Shape Island is an American animated children's television family comedy series based on the children's books Triangle, Circle, and Square written by Mac Barnett and illustrated by Jon Klassen. It features Harvey Guillén as the voice of Square, Gideon Adlon as the voice of Circle, and Scott Adsit as the voice of Triangle.  The show premiered on Apple TV+ on January 20, 2023, where it is available to stream.
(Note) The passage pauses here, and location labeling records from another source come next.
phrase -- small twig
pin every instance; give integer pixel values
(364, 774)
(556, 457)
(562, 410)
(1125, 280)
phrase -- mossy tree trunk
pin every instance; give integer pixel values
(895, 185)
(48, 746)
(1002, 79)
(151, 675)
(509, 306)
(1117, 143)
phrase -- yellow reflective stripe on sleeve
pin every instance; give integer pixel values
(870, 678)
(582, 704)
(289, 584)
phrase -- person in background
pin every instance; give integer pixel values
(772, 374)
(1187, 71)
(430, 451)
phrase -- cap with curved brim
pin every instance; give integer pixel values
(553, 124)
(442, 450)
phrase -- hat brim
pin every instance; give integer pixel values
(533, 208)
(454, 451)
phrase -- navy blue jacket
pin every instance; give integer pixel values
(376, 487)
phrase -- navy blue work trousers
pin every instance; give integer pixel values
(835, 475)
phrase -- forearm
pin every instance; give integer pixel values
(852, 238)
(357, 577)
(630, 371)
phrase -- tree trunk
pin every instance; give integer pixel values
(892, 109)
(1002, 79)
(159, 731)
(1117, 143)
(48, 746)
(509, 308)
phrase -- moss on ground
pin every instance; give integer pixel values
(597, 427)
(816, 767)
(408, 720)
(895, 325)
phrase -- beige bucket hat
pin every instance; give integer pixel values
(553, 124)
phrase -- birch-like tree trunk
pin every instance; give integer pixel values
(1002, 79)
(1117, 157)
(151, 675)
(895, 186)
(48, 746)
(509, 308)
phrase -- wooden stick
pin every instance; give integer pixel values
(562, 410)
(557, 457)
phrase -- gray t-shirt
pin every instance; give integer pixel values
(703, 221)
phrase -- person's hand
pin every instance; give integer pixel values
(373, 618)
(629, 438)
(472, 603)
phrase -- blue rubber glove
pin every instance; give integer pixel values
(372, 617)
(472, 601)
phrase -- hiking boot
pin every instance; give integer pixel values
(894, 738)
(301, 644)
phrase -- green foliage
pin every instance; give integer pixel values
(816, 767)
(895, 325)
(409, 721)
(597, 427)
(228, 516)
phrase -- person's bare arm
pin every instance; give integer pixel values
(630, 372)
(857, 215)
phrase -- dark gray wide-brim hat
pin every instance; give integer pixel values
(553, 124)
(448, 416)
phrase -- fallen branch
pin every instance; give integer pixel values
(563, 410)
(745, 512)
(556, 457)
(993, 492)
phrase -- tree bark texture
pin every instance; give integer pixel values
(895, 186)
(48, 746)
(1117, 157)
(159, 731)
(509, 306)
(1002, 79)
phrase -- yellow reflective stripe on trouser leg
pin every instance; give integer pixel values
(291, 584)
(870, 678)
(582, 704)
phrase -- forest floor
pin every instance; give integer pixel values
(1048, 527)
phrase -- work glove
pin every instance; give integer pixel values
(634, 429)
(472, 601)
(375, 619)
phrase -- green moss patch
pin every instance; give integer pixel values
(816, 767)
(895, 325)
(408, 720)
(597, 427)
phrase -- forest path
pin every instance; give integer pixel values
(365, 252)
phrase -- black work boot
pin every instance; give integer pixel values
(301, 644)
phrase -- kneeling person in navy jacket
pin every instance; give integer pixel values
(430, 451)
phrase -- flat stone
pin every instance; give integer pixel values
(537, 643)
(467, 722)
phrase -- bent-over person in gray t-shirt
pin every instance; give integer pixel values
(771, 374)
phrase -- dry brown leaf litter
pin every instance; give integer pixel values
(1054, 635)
Shape Island is a production of Bix Pix Entertainment.  Each episode has two animated segments per half hour episode.

Premise
Set on a fictional island, the series follows the story of three anthropomorphic shapes: Square, Circle, and Triangle.  Each shape has a unique personality that often tests each other's patience, but their friendship is maintained throughout the series.

Characters

 Square (voiced by Harvey Guillén) is a cube.  He is the most fastidious of the shapes, but always rises to the occasion when called upon for action.  He pushes blocks around for a living and likes order and routine.
 Circle (voiced by Gideon Adlon) is a sphere.  She is the oldest, most powerful, and wisest shape on the island.  Unlike the other two shapes, Circle has magic powers.  For example, she can fly, grow very large, and has telekinesis.  
 Triangle (voiced by Scott Adsit) is a pyramid.  He is the messiest, silliest, and most disorganized of the shapes.  These personality traits often puts him in conflict with Square.  
 The show is narrated by Yvette Nicole Brown.

Episodes

Season 1 (2023)

Production 
The show is directed by Drew Hodges and is executive produced by Mac Barnett, Jon Klassen, Kelli Bixler, and Hodges.  Barnett and Klassen always envisioned their children's book trilogy as a children's television series.  The characters in the series, like in the books, are complex and driven by their personalities instead of plot or themes, while stop-motion animation was chosen to give the show a three-dimensional feel that is simple, not out of reach, and recognizable to children.  Emmy and Annie award-winning animation studio Bix Pix Entertainment joined the series, syncing with the authors' vision and executing their ideas with the help of head writer Ryan Pequin. The writers faced challenges in adapting the books to screen, but they were able to overcome these difficulties by working closely with the production team at Bix Pix Entertainment.  It took two and a half years to produce the first season of the show plus an additional four to five years of developing and pitching the show.  Due to the laborious process of stop motion animation, the production schedule was about 20 months.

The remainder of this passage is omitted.